The second angled facet is angled away from the apex 15 in an angle which is steeper than that of the first angled facet 19, but is not on the same line as the first angled facet 17.

As pressure is applied to the blister lid 6a, the first part of the distal cutting edge extends from each apex in a direction towards the other tooth, the secondary cutting edge extends away from each apex in an opposite direction to that of the first part of the distal cutting edge and both parts of the distal cutting edges 13 are angled towards the surface 3 at an angle which is steeper than that of either the first angled facet or the second angled facet.[13]

Types of Teeth and What They Do

Teeth are an important ectodermal organ that helps you chew, swallow and speak. They are made of a combination of different materials, including enamel and dentin. They also contain nerves, blood vessels and glands that provide vital nutrients.

The four main types of teeth in humans are incisors, canines, premolars and molars. Each type plays a different role in the body and can help you chew, speak, and look your best.
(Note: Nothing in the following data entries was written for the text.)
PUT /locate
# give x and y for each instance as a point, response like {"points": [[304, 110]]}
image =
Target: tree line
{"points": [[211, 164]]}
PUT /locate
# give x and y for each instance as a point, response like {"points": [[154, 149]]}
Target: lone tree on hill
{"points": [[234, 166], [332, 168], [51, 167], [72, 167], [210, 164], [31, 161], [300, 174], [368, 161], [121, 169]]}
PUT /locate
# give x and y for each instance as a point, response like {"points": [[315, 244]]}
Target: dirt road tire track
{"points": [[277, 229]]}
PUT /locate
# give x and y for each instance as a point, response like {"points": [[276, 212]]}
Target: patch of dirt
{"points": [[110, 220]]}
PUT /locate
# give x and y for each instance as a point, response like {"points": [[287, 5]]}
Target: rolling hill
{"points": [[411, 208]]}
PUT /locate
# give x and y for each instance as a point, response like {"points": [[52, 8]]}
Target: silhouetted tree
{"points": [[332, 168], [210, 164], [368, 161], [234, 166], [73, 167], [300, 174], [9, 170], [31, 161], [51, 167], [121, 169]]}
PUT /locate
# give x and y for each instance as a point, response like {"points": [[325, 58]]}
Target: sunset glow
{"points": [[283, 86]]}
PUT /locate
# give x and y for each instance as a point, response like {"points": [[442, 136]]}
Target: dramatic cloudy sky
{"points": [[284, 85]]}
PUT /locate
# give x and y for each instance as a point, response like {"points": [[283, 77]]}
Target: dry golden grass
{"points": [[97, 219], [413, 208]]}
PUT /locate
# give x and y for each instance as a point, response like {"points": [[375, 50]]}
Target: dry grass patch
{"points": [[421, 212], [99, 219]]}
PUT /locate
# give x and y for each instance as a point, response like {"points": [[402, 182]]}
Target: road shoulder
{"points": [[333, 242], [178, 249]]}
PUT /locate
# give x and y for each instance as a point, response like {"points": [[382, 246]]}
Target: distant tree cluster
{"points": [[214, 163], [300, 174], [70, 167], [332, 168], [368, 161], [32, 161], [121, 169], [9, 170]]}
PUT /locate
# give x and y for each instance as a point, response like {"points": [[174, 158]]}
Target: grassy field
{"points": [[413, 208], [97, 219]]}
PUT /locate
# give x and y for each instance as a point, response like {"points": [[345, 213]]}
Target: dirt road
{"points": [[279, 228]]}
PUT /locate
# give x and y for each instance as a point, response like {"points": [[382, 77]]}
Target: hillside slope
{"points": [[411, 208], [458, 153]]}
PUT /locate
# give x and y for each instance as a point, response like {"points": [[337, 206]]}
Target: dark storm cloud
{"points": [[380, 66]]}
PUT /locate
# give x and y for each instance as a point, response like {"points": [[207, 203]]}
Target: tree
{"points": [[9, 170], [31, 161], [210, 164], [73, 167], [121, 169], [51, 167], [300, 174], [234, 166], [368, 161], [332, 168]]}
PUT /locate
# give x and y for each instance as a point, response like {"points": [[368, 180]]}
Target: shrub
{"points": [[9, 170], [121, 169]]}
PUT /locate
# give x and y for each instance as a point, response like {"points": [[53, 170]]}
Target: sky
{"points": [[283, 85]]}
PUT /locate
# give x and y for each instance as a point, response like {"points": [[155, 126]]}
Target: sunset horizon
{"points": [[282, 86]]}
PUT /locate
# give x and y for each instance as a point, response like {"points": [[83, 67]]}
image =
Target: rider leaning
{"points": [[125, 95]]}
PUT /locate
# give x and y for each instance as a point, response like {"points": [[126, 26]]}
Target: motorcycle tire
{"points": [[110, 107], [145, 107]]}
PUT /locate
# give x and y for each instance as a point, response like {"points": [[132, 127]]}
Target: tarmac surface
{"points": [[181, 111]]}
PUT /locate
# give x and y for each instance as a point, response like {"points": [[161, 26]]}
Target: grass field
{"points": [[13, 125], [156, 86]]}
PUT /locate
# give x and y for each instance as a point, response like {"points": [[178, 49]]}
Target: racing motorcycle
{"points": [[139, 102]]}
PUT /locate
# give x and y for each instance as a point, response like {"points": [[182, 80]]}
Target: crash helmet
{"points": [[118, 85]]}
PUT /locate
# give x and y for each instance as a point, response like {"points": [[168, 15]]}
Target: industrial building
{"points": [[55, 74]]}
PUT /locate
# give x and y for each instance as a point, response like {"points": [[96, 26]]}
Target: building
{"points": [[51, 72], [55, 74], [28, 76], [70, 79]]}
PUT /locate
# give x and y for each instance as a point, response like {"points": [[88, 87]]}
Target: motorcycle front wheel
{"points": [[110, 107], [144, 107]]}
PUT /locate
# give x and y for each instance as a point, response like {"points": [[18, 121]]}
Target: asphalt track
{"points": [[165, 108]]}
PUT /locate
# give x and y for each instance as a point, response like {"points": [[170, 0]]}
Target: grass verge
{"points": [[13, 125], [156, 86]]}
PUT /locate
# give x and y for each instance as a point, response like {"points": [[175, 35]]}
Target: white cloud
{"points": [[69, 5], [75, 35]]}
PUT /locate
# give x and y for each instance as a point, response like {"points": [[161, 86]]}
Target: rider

Incisors are the sharp teeth in the front of your mouth that cut food into smaller pieces, helping to make it easier to eat. They also help to support the lip and mouth.

Canines are the four sharp teeth on each side of the incisors and they are used to pierce and tear food for easier digestion. They are the strongest teeth and help support the jaws.

Molars are the largest of all your teeth and they are used to grind and crush food into bite-sized pieces. They are also used to break down hard foods like apples, nuts and seeds into digestible parts that can be easier to eat.

These are the most important teeth in your mouth, and they have a huge impact on your health. They help you eat and drink properly, as well as giving you a beautiful smile![14]

Most people have 32 permanent adult teeth. However, some people have extra teeth (hypodontia) or missing teeth (hypodontia).

Primary teeth are the teeth that grow in and erupt during childhood. They are also called baby teeth or milk teeth. These are replaced by permanent or adult teeth between the ages of 6 and 12 years.

Eruption of the primary teeth is the process by which the tooth breaks through the gum line and reaches the surface of the tooth. The timing of this process may vary from person to person, but it usually occurs between 4 months and 6 years old.

Most children have 20 primary teeth by the time they reach six years of age. The first set of permanent teeth, called the molars, start to come through in parallel with the primary teeth between the ages of six and twelve. By the time most people reach their twenties, they have a full set of 32 adult teeth.[15]

what are the four types of teeth?

Teeth are hard, calcified structures that serve a multitude of purposes in your mouth and throughout your body. They are a vital component of your digestive system, making it possible to chew and swallow the food you eat.

Your teeth come in four main types: the incisors, canines, premolars and molars. Each type plays a unique role in your dental puzzle and explains why the human mouth looks so different from one tooth to the next.

The incisors are the teeth at the front of your mouth. They are shaped like small chisels and have sharp edges that enable you to grab and bite your way through even the most hardy of foods.[16]

They also help to make you look more attractive, as they can be used to add a pop of colour to your smile. The premolars are a bit harder to see, but they do an excellent job of grinding and crushing food for easier digestion.

The molars are the teeth at the back of your mouth. They are not as visible as your front teeth, but they do an excellent job of grinding, crushing and gnawing your food into tiny morsels. The molars are also the smallest of the four types, and they may have an important medical function. The most obvious is that they are essential to your diet and overall health.[17]